The huge window for specifying the text formatting and export options is a bit challenging, especially since your choice of export format enables and disables options without explanation. Read the manual, it will all become clear and easy to deal with. Although it’s not possible to save custom options as reusable selections, so if you want to switch between different text formats, you must reset the options manually every time. You can however create scan style template with can be saved and reused.
The Software - Its Features
Readiris Pro 11 from I.R.I.S. takes over from the basic and limited optical character recognition programs (OCR) that are bundled with most desktop scanners. After recognizing your documents, which take just a few seconds, you than have an editable copy of it. According to the publisher, Readiris 11 was specifically designed for version 10.4 of the Mac OS operating system (“Tiger”.) Its brushed-metal “look and feel” is used across the board (although the user can disable it if he prefers the white “Aqua” look). I’ve recounted some if its features below. For additional information on this feature-rich product, check out the vendors website.
Fully Configurable User Interface Redesigned in Mac OS X Style — Easily enable actions using one button to acquire a document and another to launch recognition upon completion of settings; - New Readiris setting bar now offers automatic functions to improve OCR, indicate document language, enable or disable interactive learning, and definition of output format;
Excellent
and clearly written Manual (both paper and PDF)— These focused exceptionally well on the more traditional
aspects of using the software but was too succinct about getting me to
understand it’s enhanced features in a single read, to grasp without practice.
Capturing tables fell into that category, but after a try or two, it too became
easy.
Text Formatting — When processing a document you can select how you want the recognition result to show in your new document:
"Create Body Text": you get a continuous, running text. The user does all formatting, if any, afterwards.
"Retain Word and Paragraph": the font type (serif, sans serif, proportional, fixed, normal, condensed), size and typestyle (bold, italic, underlined, superscript, subscript) are maintained across the recognition, tabs and the alignment of each block are recreated and tables are recaptured correctly.

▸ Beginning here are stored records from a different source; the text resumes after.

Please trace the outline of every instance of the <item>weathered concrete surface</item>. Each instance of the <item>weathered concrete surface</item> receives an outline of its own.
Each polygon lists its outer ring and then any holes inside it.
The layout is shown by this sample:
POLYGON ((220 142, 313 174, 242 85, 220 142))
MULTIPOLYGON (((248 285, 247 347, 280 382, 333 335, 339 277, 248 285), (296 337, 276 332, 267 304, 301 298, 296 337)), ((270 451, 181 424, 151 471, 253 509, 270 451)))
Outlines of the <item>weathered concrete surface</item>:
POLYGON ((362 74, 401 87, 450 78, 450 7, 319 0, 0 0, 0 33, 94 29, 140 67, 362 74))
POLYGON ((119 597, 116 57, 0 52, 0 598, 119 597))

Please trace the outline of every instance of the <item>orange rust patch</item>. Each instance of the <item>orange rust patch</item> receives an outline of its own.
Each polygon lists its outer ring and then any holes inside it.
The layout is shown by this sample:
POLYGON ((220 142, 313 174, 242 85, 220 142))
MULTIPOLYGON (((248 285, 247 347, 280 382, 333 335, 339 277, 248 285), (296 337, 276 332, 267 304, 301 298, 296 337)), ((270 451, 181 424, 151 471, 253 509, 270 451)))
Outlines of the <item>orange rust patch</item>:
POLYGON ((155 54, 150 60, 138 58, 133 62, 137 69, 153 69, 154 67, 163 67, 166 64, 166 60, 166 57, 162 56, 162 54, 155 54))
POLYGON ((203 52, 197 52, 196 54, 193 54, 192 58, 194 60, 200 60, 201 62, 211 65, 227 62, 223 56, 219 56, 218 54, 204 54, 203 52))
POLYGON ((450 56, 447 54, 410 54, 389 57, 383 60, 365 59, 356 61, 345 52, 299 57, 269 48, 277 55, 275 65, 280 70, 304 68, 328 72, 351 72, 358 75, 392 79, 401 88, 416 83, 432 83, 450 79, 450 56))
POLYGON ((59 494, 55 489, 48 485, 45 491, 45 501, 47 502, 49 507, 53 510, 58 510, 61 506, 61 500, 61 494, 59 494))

"Recreate Source Document" recreates a facsimile copy of the original document with text blocks, tables, graphics, bulleted and number lists recreated in the same place and the word and paragraph formatting maintained across the recognition. You get a true copy of your source document, be it a compact and editable text file. It’s no longer a scanned image of your document.
Efficient Batch OCR and Batch Scanning Treatment –
Batch OCR executes recognition on all pre-scanned images in a specific folder while recognized documents receive a file name corresponding to the image file.
You can insert blank pages between documents to separate, recognize and save them to different output files
Handwriting Recognition— For the first time, Readiris 1 offers the recognition of hand printing – uppercase “block letters” a unique feature based on the company’s ICR (Intelligent Character Recognition) engine. You can attend a meeting and take handwritten notes, scan them afterwards and convert them into editable text with Readiris and distribute that report promptly to your colleagues (Well, you do have to respect a specific writing style. Hand-printing recognition is limited to numerals, uppercase and separated letters (AZ) and some punctuation symbols (comma, dot and hyphen). I found this feature unusable, but that my inability to block print, not the software itself. I’m also a failure at entering ext directly into PDAs.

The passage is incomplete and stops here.